Bölüm 3: HanGuang-Jun Kocasıyla Geneleve Gidiyor, Ama O Şekilde Değil

1K 111 299
                                    

Wei Wuxian gözlerini önündeki hayaletten ayıramıyordu. Bir doğaüstü yaratığın onu son uyandırışının üzerinden epey zaman geçmişti. Son birkaç ayı ceset dolu bir havuzun ve Wen Ning'in tılsımlarla kaplı vücudunun yanındaki mağarada uyuyarak geçirmişti. Belki de Bulut Kovuğunda çok rahat olduğu için tedbiri elden bırakmıştı.

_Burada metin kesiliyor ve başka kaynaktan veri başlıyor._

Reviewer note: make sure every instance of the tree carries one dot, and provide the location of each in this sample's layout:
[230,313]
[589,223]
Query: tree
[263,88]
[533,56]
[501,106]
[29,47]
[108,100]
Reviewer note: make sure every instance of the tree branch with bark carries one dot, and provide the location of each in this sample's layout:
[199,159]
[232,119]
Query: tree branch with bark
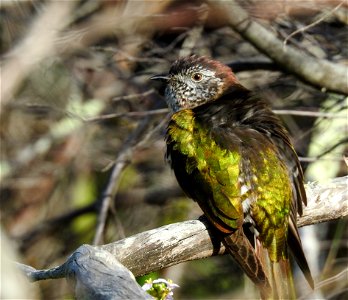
[169,245]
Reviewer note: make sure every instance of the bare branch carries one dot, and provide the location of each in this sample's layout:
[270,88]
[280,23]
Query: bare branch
[319,72]
[195,239]
[39,43]
[321,19]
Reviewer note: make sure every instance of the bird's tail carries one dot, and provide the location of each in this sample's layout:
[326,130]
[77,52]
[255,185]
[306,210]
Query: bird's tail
[279,274]
[244,254]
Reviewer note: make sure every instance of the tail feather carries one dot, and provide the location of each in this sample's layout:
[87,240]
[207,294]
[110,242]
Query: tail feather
[279,274]
[244,254]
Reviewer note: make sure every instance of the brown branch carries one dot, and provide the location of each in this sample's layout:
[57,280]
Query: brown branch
[176,243]
[318,72]
[321,19]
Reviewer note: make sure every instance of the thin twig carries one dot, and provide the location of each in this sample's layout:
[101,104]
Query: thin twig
[303,29]
[134,96]
[128,114]
[313,114]
[123,160]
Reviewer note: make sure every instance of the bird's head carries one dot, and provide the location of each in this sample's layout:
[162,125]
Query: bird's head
[194,80]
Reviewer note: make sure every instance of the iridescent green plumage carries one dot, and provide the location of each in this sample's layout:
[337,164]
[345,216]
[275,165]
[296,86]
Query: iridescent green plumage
[232,155]
[219,170]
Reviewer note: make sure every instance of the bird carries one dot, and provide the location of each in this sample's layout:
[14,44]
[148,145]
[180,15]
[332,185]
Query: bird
[233,156]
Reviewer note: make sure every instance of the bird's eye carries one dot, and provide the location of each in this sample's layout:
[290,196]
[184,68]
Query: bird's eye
[197,77]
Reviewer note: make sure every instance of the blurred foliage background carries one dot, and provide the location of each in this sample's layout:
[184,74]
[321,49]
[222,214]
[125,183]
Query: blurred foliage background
[81,122]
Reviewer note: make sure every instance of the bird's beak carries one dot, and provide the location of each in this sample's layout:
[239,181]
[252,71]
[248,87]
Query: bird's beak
[160,77]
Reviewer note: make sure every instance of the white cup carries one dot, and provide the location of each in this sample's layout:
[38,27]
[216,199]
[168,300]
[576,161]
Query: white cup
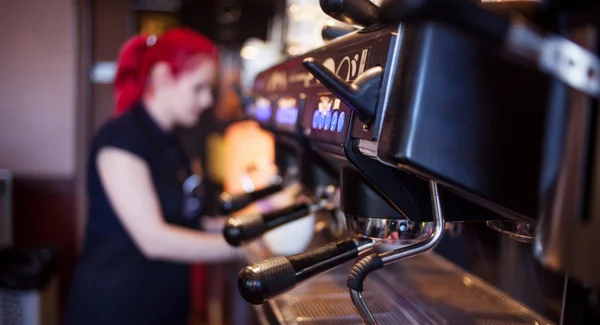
[291,238]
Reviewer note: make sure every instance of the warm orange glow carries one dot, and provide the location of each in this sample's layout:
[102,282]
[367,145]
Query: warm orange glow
[247,145]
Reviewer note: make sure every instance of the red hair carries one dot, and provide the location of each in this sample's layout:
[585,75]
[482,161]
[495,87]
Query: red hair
[141,53]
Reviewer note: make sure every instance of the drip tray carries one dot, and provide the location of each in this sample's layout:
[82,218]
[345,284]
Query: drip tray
[426,289]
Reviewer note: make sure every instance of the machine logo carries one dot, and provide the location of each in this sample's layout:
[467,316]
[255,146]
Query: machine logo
[277,81]
[350,67]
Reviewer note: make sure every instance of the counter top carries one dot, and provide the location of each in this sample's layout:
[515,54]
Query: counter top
[425,289]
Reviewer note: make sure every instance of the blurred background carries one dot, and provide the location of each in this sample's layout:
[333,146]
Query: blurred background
[57,63]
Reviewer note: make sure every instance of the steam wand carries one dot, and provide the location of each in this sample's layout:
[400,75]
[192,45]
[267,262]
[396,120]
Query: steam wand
[375,261]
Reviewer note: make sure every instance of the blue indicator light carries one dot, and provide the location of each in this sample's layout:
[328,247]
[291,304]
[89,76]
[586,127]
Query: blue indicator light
[341,121]
[328,120]
[316,119]
[321,120]
[287,116]
[334,121]
[263,113]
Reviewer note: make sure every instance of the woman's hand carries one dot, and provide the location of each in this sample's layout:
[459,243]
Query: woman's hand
[213,224]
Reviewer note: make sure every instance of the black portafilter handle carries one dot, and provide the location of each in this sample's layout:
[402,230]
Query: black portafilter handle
[356,12]
[248,227]
[232,203]
[462,14]
[275,276]
[332,32]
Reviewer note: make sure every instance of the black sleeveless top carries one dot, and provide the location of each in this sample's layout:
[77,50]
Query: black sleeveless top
[113,282]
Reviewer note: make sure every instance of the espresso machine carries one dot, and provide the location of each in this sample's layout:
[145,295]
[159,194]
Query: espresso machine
[438,112]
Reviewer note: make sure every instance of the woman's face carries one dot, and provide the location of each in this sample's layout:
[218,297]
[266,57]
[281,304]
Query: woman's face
[191,92]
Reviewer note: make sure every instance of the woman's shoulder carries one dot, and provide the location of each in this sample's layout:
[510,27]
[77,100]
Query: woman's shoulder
[122,132]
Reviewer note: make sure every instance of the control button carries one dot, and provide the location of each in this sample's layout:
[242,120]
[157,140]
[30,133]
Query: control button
[321,120]
[316,119]
[328,120]
[334,120]
[341,121]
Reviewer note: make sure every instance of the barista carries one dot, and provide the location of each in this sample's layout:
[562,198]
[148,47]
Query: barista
[143,200]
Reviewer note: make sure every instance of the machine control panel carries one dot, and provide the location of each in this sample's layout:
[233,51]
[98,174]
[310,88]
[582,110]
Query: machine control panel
[297,95]
[260,110]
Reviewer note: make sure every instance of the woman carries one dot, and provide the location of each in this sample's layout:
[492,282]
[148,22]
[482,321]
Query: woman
[142,205]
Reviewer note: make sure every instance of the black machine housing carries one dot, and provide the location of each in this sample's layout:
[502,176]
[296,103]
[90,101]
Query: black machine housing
[482,143]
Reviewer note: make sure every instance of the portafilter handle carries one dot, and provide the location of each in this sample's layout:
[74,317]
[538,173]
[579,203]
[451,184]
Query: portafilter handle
[232,203]
[275,276]
[244,228]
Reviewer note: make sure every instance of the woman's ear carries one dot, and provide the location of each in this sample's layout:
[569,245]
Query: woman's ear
[161,74]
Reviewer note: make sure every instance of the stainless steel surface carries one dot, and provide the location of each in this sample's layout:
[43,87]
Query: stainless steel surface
[363,310]
[364,244]
[405,252]
[431,241]
[559,57]
[423,290]
[563,236]
[519,231]
[399,231]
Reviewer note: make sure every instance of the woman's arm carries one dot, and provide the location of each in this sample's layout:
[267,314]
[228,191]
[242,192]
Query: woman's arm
[130,190]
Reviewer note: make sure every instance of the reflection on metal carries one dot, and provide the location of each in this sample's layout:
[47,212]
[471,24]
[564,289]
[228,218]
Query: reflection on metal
[393,231]
[408,251]
[519,231]
[559,57]
[425,289]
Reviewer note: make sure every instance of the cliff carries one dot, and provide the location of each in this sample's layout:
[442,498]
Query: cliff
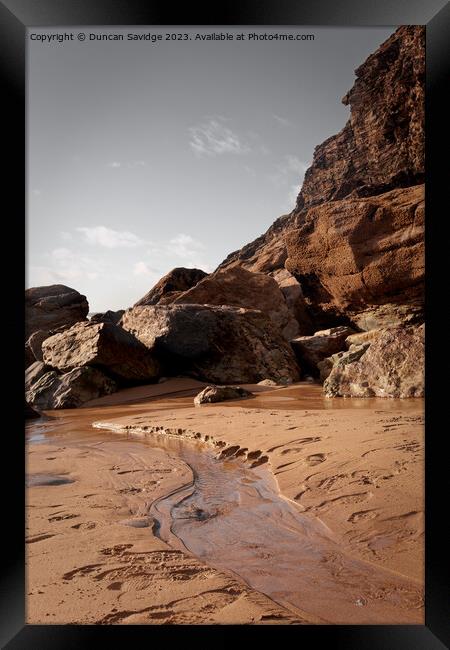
[354,240]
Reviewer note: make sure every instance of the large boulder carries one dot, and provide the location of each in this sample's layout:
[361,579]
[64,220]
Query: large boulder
[391,366]
[241,288]
[352,255]
[292,291]
[220,345]
[34,372]
[382,145]
[311,350]
[47,308]
[70,390]
[171,285]
[212,394]
[31,413]
[105,345]
[354,239]
[341,358]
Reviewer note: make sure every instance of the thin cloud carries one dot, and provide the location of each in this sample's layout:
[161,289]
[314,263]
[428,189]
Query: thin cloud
[129,164]
[65,265]
[214,138]
[109,238]
[141,268]
[180,250]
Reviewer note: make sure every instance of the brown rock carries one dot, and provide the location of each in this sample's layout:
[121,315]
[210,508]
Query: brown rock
[217,344]
[220,394]
[35,343]
[70,390]
[311,350]
[391,366]
[342,358]
[35,372]
[382,145]
[31,413]
[362,337]
[266,253]
[360,260]
[177,280]
[354,253]
[240,288]
[29,356]
[293,295]
[107,316]
[54,306]
[101,344]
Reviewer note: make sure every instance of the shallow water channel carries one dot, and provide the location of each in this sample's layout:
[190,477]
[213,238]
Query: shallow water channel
[233,518]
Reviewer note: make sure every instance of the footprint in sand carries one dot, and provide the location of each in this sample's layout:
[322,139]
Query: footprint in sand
[315,459]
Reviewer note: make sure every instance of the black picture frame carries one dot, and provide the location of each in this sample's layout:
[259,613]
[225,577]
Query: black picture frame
[15,17]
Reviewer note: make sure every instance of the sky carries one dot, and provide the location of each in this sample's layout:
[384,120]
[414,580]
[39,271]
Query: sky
[146,156]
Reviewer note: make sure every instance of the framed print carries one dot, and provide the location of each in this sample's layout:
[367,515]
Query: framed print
[229,224]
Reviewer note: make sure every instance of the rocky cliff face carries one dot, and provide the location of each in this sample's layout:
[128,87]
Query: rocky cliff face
[382,145]
[355,238]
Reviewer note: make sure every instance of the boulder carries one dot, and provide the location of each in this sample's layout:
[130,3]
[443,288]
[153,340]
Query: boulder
[171,285]
[70,390]
[107,317]
[391,366]
[295,300]
[53,306]
[241,288]
[311,350]
[31,413]
[35,343]
[348,356]
[220,345]
[105,345]
[29,356]
[220,394]
[35,372]
[353,255]
[362,337]
[355,238]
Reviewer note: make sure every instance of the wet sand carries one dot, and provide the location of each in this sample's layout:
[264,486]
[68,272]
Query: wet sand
[357,467]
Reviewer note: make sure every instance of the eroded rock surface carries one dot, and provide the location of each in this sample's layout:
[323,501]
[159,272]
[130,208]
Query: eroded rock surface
[47,308]
[69,390]
[105,345]
[220,394]
[171,285]
[391,366]
[241,288]
[311,350]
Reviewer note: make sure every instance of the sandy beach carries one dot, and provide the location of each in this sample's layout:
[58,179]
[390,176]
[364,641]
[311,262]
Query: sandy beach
[354,467]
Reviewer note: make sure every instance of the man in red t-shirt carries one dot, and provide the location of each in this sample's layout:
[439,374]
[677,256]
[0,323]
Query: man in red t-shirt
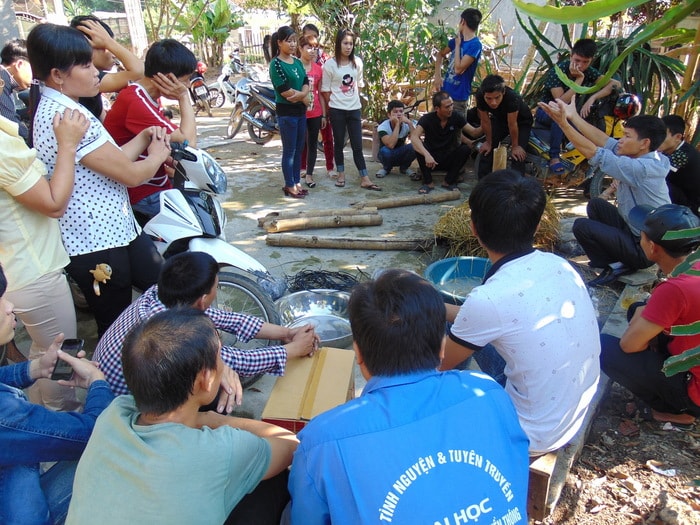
[635,361]
[167,67]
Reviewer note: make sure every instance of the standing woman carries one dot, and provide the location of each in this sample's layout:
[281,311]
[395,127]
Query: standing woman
[342,80]
[316,118]
[291,95]
[98,226]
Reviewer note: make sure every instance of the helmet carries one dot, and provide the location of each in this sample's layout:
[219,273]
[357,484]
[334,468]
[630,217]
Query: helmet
[627,105]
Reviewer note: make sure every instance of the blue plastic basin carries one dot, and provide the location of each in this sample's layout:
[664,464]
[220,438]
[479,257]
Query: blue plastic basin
[455,277]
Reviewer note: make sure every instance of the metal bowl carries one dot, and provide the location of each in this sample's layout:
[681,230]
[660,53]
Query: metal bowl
[327,310]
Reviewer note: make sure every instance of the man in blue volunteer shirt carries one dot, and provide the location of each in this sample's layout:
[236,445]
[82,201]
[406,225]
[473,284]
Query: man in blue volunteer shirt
[419,446]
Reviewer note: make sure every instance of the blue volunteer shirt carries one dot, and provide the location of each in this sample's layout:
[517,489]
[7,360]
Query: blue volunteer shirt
[430,447]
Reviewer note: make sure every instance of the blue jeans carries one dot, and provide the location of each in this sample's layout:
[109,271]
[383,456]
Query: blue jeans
[28,497]
[491,363]
[556,135]
[402,157]
[350,120]
[293,133]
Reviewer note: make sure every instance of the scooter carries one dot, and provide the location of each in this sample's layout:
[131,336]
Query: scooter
[223,89]
[261,113]
[199,92]
[191,219]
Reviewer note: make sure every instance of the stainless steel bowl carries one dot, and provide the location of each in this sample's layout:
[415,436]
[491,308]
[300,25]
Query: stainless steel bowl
[327,310]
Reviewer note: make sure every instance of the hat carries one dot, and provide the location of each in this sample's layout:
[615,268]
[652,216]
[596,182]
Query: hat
[669,217]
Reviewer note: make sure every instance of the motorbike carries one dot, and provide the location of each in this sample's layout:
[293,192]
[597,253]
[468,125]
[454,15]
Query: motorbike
[578,173]
[191,218]
[199,92]
[261,113]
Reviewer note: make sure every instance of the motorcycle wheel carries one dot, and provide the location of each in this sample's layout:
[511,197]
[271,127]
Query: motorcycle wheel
[235,122]
[236,293]
[216,98]
[259,135]
[598,184]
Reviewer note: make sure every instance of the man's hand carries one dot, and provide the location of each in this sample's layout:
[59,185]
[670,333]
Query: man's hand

Wei Wuxian, Lan Wangji'nin arkasında oturduğunu hissetti. Herhangi bir destek almayalı uzun zaman olmuştu. Her tür doğaüstü yaratıkla tek başına uğraşmış olmasına ve bunu yapabileceğini bilmesine rağmen, güvenebileceği birinin olduğunu bilmek güzeldi.

Hayalet gözlerini gözlerinden ayırmadan sadece Wei Wuxian'a bakıyordu.

"Kimsin sen?" Wei Wuxian yavaşça sordu.

Köprüde olduğu kadar kızgın görünmüyordu, kaşları sabit bir çizgideydi. Wei Wuxian bu kadar yakından ayrıntıları net bir şekilde görebiliyordu—Uykusuzluğun getirdiği göz altı şişkinlikleri, burnundan dudaklarının köşelerine doğru çekilen çizgiler, pudrayla kaplı ince kırışıklıklar.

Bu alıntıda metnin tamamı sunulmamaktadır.